The survey reported that ride-sharing could help reduce traffic congestion and increase space for car parking.

Siripa Jungsawat, general manager of Uber Thailand, said the firm conducted the survey about traffic jams in Bangkok during September and October this year. The report found that on average Bangkok drivers get stuck for a total of 96 minutes per day – 72 minutes in a traffic jam and a further 24 minutes finding a parking spot. Taken on an annual basis, vehicle owners spend around 24 days per year stuck in traffic.

The survey ranked Bangkok as the worst for traffic congestion among countries in Southeast Asia, followed by Jakarta, Manila, Hanoi and Kuala Lumpur. 

The survey also said that 82 per cent of Bangkok residents believe that a ride-sharing service like Uber could be a useful substitute for car ownership.

Traffic jams in Asean’s city roads cost 2 per cent to 5 per cent of gross domestic product (GDP) per year in each of the countries taking into account the time wasted as well as its impact on the cost of transport. Moreover, about 80 per cent of air pollution in Asia was caused by road transport.

The survey, conducted in September-October 2017, covered approximately 300 commuters per city. The commuters surveyed ranged across all types of transportation. The surveys covered Hong Kong, Singapore, Taipei, Kuala Lumpur, Bangkok, Ho Chi Minh City, Jakarta, Manila, Hanoi and Surabaya.

According to the firm’s analysis, additional traffic infrastructure is not the only way to solve the problem of traffic jam. The firm believes ride-sharing is another alternative. The firm has encouraged vehicle owners who drive in Bangkok to utilise ride-sharing services in order to reduce congestion, traffic jams, wastage of time and lost opportunities from being stuck in traffic.

Uber is a ride-sharing provider with services in five areas – Bangkok, Chiang Rai, Khon Kaen, Pattaya and Chon Buri. The company is, however, not a legal ride-sharing service provider in Thailand. It is awaiting passage of a new law to support its services.

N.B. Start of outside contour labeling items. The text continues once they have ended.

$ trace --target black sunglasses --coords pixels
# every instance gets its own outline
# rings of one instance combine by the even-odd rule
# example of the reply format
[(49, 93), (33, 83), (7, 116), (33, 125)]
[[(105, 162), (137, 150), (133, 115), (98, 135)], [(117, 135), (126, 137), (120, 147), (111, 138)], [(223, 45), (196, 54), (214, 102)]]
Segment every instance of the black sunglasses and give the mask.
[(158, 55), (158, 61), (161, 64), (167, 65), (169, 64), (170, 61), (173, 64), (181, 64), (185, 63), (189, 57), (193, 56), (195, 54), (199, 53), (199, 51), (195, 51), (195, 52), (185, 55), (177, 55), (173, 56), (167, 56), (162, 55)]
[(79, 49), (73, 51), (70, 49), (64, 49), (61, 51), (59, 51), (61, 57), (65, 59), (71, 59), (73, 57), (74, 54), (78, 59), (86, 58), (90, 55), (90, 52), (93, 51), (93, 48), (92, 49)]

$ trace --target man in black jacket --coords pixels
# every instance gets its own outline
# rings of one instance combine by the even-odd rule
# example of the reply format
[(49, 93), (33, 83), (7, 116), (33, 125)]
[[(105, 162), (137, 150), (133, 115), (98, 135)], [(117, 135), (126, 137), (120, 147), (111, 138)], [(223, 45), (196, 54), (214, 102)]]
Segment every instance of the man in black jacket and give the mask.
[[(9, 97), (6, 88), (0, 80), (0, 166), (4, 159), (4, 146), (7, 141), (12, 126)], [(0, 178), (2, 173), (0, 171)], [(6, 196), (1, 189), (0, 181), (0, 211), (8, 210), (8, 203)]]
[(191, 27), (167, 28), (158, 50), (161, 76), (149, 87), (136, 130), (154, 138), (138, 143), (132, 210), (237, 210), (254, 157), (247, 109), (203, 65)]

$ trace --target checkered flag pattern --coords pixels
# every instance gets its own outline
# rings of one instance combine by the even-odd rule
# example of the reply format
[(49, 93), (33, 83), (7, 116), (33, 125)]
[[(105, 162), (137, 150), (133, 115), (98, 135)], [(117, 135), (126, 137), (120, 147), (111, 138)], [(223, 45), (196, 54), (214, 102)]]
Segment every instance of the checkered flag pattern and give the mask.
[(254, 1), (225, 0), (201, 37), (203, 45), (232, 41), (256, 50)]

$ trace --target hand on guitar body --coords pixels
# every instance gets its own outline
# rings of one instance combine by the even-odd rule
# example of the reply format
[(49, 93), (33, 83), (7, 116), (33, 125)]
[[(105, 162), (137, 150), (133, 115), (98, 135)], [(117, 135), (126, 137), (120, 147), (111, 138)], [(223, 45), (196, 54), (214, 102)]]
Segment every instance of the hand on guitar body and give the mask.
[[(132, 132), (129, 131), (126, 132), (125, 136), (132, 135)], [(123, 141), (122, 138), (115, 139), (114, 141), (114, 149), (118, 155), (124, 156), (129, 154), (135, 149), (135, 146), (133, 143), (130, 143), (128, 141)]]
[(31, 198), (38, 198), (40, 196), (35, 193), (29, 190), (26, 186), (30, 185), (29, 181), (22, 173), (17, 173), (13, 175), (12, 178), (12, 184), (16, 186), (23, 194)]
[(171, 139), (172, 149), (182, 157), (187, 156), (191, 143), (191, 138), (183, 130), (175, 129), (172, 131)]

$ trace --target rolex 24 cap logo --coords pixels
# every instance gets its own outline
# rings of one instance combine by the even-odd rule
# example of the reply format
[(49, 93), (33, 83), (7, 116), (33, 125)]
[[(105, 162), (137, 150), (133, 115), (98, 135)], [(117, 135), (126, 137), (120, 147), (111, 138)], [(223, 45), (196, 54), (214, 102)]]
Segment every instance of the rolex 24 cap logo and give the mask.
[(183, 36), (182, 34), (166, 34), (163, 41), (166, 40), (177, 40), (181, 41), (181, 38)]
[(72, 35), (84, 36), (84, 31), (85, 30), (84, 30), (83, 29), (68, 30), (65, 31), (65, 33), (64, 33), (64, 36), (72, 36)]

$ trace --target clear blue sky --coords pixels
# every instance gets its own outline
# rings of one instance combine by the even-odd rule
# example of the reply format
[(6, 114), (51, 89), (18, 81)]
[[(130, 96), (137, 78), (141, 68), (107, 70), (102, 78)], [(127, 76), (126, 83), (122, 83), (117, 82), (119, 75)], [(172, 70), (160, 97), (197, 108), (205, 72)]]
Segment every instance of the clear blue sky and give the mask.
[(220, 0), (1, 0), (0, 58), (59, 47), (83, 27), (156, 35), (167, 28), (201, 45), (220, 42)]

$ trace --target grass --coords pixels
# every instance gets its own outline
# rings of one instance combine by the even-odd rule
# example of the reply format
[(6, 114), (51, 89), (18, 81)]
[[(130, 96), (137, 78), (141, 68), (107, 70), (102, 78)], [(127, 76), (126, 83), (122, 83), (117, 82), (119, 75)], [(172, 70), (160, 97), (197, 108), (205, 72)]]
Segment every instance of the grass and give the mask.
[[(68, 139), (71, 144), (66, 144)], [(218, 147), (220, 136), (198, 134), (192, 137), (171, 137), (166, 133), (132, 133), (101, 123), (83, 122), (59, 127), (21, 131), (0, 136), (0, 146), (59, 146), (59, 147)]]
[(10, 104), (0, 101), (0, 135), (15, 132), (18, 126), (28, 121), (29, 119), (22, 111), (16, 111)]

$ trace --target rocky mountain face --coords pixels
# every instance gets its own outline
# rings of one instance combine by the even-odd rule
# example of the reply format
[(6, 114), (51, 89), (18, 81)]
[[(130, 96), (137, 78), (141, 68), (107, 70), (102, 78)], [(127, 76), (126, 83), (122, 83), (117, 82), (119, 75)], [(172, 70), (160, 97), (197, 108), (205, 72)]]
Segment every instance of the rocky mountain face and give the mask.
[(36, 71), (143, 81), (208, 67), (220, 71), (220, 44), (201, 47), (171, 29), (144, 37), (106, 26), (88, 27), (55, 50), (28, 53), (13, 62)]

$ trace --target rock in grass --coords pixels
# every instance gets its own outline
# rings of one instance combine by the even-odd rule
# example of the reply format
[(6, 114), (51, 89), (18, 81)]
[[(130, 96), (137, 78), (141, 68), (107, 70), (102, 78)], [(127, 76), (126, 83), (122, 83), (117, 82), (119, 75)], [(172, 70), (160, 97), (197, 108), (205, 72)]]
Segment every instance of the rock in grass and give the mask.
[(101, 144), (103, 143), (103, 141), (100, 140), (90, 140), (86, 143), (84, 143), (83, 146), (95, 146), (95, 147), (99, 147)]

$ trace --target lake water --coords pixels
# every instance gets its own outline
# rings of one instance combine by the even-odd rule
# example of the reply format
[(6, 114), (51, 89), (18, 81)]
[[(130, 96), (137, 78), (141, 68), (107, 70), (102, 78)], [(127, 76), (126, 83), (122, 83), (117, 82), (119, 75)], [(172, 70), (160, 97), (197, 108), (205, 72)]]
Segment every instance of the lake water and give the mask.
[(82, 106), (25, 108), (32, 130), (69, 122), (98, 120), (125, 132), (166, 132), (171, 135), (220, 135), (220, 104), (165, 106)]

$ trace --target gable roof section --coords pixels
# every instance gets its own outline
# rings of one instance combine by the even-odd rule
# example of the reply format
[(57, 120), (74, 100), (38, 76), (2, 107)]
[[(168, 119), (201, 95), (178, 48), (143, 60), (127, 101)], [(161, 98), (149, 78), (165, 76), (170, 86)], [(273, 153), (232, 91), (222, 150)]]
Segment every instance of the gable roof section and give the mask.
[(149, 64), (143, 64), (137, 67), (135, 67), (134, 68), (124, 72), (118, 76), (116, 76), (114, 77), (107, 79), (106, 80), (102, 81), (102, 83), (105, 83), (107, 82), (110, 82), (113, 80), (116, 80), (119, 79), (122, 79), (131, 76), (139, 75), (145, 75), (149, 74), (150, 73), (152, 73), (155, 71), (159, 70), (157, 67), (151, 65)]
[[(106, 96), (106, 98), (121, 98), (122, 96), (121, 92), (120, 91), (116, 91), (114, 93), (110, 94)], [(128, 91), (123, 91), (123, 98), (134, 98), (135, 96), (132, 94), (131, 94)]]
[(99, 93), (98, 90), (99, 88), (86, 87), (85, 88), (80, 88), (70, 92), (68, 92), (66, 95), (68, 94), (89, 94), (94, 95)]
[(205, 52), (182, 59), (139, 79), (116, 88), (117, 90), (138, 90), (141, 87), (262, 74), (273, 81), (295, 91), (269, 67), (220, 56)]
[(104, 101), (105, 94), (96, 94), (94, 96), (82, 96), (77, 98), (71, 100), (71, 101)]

Meanwhile, Supakorn Sittichai, smart-city director at Digital Economy Promotion Agency, said the Thai government had recognised the need to provide traffic solutions and develop urban zones so residents could enjoy a better life in all aspects. The government has already made efforts to address the issue in various cities such as Phuket in order to promote the use of digital technology as a tool to solve the urban problem and provide a platform to solve the problem in the country.